Whether you are dealing with a pond that is a main feature in your landscape, or just a farm pond out in a field, monitoring water quality can have a huge effect on the ability of the water to sustain life. The water's pH level has a great impact on the overall health and vitality of fish, and it also determines whether certain aquatic plants can survive or not. High pH levels can be dangerous, and knowing how to reduce them is important when you want to maintain certain types of life in your pond.
The Associated Koi Clubs of America (AKCA) points out that testing is the first and most important step when trying to maintain a certain pH in pond water. Testing is most effective when results are, "plotted on graph paper over a period of several testings," as opposed to performing one single test. You can expect some fluctuation in pond pH over time, and multiple tests will prevent you from accidentally treating a problem when none existed. If, however, your series of pH tests reveal higher than normal pH (8.0 or above), then there are some basic steps you can take to improve the water quality.
Two Steps For Treating Alkalinity
The Pond Doc, an Internet resource for common pond water quality issues, points out that, "Simply lowering the pH is only a temporary fix to the problem.
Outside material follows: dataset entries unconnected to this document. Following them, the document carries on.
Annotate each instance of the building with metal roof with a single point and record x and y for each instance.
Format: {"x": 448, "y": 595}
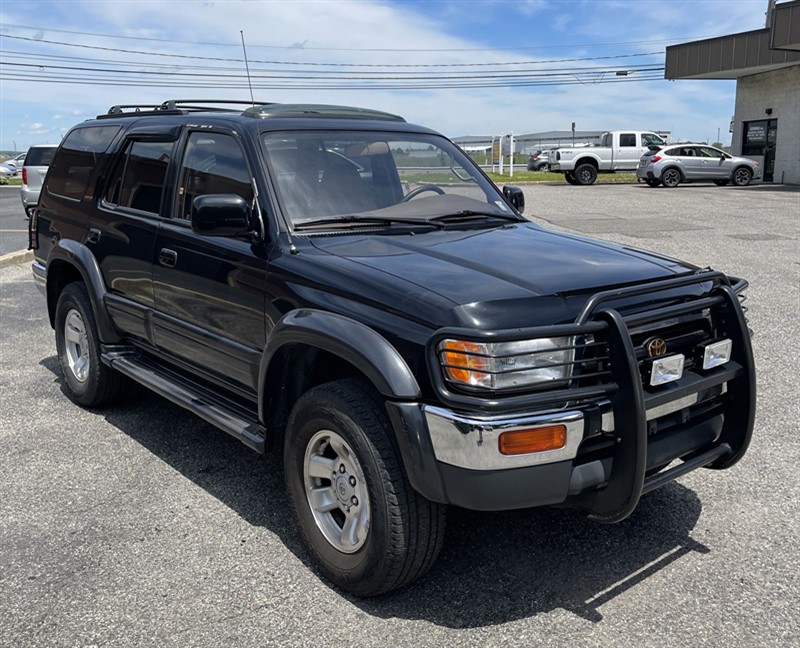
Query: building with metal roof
{"x": 766, "y": 66}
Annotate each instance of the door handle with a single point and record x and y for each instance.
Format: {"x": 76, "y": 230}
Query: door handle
{"x": 167, "y": 257}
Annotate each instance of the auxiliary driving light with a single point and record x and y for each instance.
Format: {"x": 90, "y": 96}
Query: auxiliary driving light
{"x": 717, "y": 353}
{"x": 552, "y": 437}
{"x": 665, "y": 370}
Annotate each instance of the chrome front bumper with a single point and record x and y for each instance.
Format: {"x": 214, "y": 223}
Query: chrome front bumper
{"x": 472, "y": 442}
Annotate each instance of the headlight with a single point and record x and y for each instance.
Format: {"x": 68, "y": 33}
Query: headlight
{"x": 507, "y": 365}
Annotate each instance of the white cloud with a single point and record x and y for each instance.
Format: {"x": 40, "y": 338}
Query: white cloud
{"x": 393, "y": 31}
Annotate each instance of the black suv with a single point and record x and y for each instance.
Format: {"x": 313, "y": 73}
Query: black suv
{"x": 351, "y": 291}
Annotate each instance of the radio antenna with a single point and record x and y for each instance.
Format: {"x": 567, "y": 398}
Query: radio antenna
{"x": 247, "y": 67}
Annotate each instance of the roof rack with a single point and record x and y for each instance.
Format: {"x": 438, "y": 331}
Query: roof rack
{"x": 319, "y": 110}
{"x": 258, "y": 109}
{"x": 180, "y": 107}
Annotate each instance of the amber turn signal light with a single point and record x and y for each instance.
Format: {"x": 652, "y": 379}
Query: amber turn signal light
{"x": 551, "y": 437}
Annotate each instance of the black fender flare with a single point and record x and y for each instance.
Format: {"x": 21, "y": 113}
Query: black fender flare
{"x": 357, "y": 343}
{"x": 81, "y": 258}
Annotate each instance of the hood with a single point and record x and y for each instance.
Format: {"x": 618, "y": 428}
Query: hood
{"x": 479, "y": 271}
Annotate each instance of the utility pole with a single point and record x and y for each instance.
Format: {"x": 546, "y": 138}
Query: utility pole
{"x": 770, "y": 9}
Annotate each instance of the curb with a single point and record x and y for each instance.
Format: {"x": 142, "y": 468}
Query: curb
{"x": 16, "y": 258}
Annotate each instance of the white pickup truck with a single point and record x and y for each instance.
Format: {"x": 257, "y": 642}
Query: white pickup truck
{"x": 618, "y": 151}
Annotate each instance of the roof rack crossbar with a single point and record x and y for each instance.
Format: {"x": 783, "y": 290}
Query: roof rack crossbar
{"x": 181, "y": 106}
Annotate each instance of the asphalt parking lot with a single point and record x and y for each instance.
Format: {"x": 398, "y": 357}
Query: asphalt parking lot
{"x": 144, "y": 526}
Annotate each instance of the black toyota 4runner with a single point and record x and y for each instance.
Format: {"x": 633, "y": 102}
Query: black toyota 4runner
{"x": 351, "y": 291}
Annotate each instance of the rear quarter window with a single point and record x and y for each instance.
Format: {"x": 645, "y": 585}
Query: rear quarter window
{"x": 77, "y": 159}
{"x": 40, "y": 156}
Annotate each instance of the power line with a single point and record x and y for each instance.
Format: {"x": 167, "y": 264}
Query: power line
{"x": 361, "y": 49}
{"x": 328, "y": 64}
{"x": 325, "y": 64}
{"x": 330, "y": 74}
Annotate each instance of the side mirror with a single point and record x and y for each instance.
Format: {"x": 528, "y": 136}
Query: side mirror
{"x": 515, "y": 196}
{"x": 220, "y": 215}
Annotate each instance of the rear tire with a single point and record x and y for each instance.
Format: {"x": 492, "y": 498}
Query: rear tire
{"x": 366, "y": 528}
{"x": 671, "y": 178}
{"x": 586, "y": 174}
{"x": 89, "y": 382}
{"x": 742, "y": 176}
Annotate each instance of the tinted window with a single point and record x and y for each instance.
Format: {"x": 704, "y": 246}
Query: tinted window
{"x": 649, "y": 139}
{"x": 214, "y": 163}
{"x": 138, "y": 178}
{"x": 707, "y": 151}
{"x": 77, "y": 158}
{"x": 40, "y": 155}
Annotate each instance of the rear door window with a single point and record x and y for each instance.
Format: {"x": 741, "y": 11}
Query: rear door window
{"x": 40, "y": 155}
{"x": 213, "y": 163}
{"x": 77, "y": 159}
{"x": 138, "y": 178}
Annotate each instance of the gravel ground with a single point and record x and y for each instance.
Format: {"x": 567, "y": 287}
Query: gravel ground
{"x": 143, "y": 526}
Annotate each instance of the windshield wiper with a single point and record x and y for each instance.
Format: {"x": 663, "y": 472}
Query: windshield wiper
{"x": 362, "y": 221}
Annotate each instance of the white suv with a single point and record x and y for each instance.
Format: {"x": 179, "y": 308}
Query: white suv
{"x": 34, "y": 169}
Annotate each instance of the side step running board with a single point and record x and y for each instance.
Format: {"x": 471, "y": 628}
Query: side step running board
{"x": 226, "y": 415}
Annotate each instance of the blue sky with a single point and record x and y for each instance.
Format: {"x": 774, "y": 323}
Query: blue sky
{"x": 63, "y": 62}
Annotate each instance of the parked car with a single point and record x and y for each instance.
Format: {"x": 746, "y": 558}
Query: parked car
{"x": 670, "y": 165}
{"x": 289, "y": 274}
{"x": 619, "y": 151}
{"x": 9, "y": 168}
{"x": 34, "y": 169}
{"x": 537, "y": 161}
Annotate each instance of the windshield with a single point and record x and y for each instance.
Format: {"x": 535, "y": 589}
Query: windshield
{"x": 325, "y": 176}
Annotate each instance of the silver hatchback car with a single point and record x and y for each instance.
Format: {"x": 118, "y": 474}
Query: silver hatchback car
{"x": 34, "y": 169}
{"x": 675, "y": 163}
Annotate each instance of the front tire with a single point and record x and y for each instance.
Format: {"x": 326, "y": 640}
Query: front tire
{"x": 366, "y": 528}
{"x": 742, "y": 177}
{"x": 586, "y": 174}
{"x": 89, "y": 382}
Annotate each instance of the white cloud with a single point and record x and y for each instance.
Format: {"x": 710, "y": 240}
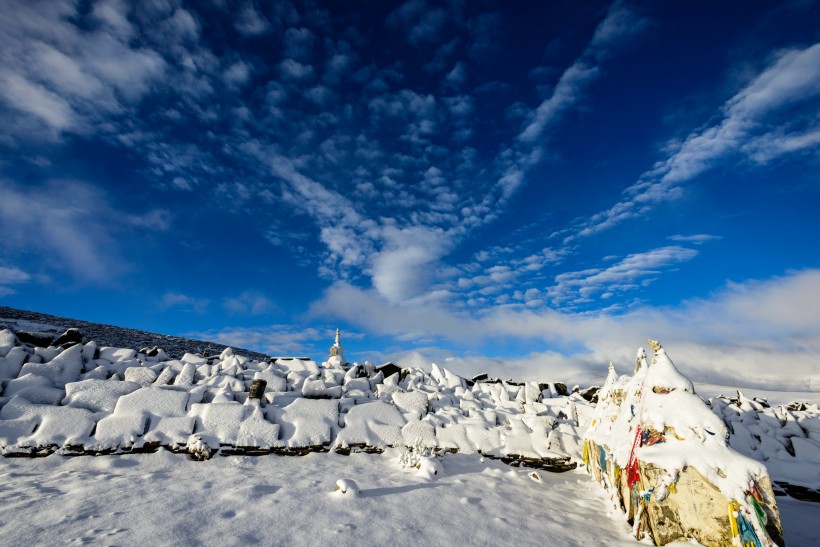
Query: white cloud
{"x": 294, "y": 70}
{"x": 274, "y": 340}
{"x": 420, "y": 23}
{"x": 249, "y": 22}
{"x": 697, "y": 239}
{"x": 299, "y": 44}
{"x": 627, "y": 274}
{"x": 249, "y": 303}
{"x": 69, "y": 79}
{"x": 182, "y": 302}
{"x": 72, "y": 225}
{"x": 792, "y": 78}
{"x": 11, "y": 276}
{"x": 760, "y": 333}
{"x": 237, "y": 74}
{"x": 407, "y": 261}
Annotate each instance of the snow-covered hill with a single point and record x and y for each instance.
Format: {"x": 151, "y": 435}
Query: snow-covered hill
{"x": 422, "y": 445}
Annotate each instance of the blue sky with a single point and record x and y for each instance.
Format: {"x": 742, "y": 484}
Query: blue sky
{"x": 530, "y": 190}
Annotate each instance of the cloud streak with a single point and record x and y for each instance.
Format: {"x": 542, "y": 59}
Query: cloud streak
{"x": 744, "y": 129}
{"x": 735, "y": 336}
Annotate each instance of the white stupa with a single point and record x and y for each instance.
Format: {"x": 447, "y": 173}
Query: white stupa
{"x": 337, "y": 352}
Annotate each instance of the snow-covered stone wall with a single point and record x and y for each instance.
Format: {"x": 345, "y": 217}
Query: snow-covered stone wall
{"x": 82, "y": 398}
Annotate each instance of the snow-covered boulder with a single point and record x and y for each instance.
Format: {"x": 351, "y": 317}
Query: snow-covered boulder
{"x": 664, "y": 456}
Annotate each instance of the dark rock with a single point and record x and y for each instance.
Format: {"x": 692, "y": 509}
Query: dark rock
{"x": 389, "y": 369}
{"x": 39, "y": 339}
{"x": 71, "y": 336}
{"x": 553, "y": 465}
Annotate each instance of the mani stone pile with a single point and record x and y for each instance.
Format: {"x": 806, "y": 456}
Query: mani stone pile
{"x": 72, "y": 397}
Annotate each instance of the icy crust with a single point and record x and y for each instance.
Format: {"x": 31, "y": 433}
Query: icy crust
{"x": 93, "y": 399}
{"x": 786, "y": 437}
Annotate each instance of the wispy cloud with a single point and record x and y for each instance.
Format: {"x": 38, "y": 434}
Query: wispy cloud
{"x": 182, "y": 302}
{"x": 633, "y": 271}
{"x": 249, "y": 303}
{"x": 754, "y": 123}
{"x": 274, "y": 340}
{"x": 733, "y": 336}
{"x": 68, "y": 221}
{"x": 697, "y": 239}
{"x": 10, "y": 276}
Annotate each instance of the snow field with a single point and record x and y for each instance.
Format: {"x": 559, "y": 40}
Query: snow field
{"x": 165, "y": 499}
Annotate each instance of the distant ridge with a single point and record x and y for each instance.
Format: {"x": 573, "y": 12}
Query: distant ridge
{"x": 109, "y": 335}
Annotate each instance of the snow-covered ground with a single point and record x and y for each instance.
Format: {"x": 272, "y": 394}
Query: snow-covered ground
{"x": 166, "y": 498}
{"x": 94, "y": 399}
It needs to be stable." When you address your pond's alkalinity, then, you'll treat the problem in two steps: first, you'll need to lower the overall alkalinity of the water to safe levels, and then you'll need to stabilize the overall environment so that the alkalinity doesn't go right back to where it was.
Lowering the pH is simple and can be done without chemicals so long as the situation is not severe. In most situations, simply adding carbon dioxide (CO2) to the environment will lower pH significantly. According to William Wurts and Robert Durborow of the Southern Regional Aquaculture Center, carbon dioxide leans naturally to the acidic side, and can be added in several ways. Because it is exposed to CO2 in the atmosphere, rain water runs acidic. Using a rain barrel or finding a way to divert rainfall into your pond will provide a natural balance to high pH. In addition, this will save you from having to periodically fill the pond as evaporation occurs. Ground water also runs acidic, and if you have a well this can be used also. These are the best solutions because one of the principle causes of alkalinity in pond water is evaporation, which concentrates the natural pH-raising effects of concrete and limestone.
Finding a consistent source of slightly acidic water to add to your pond will do much to stabilize the environment. However, further efforts may be necessary, particularly when the pond bottom is newly poured concrete. Norm Meck, writing for Aquarium Life, notes that frequent aeration can have positive effects for pond waters that run either acidic or alkaline. In addition, certain bacteria provide a natural balance in the water due to their respiratory patterns. Healthy bacteria for pond water can be purchased from hobby shops and aquarium stores.
Opt For Slow, Steady Change
When treating any pH problem in pond water, Meck cautions that chemicals should only be used in emergency situations. Although fish and plant life can generally adapt to pH levels ranging from as low as 6.0 to as high as 9.0, they do not handle rapid changes well. A gradual solution such as that produced by progressively introducing slightly acidic water will allow all life forms in the pond to slowly adjust. You'll also ensure that no microscopic bacteria are harmed in the process, which will lead you to a stable, healthy environment in which plants, fish, and bacteria can live in balance.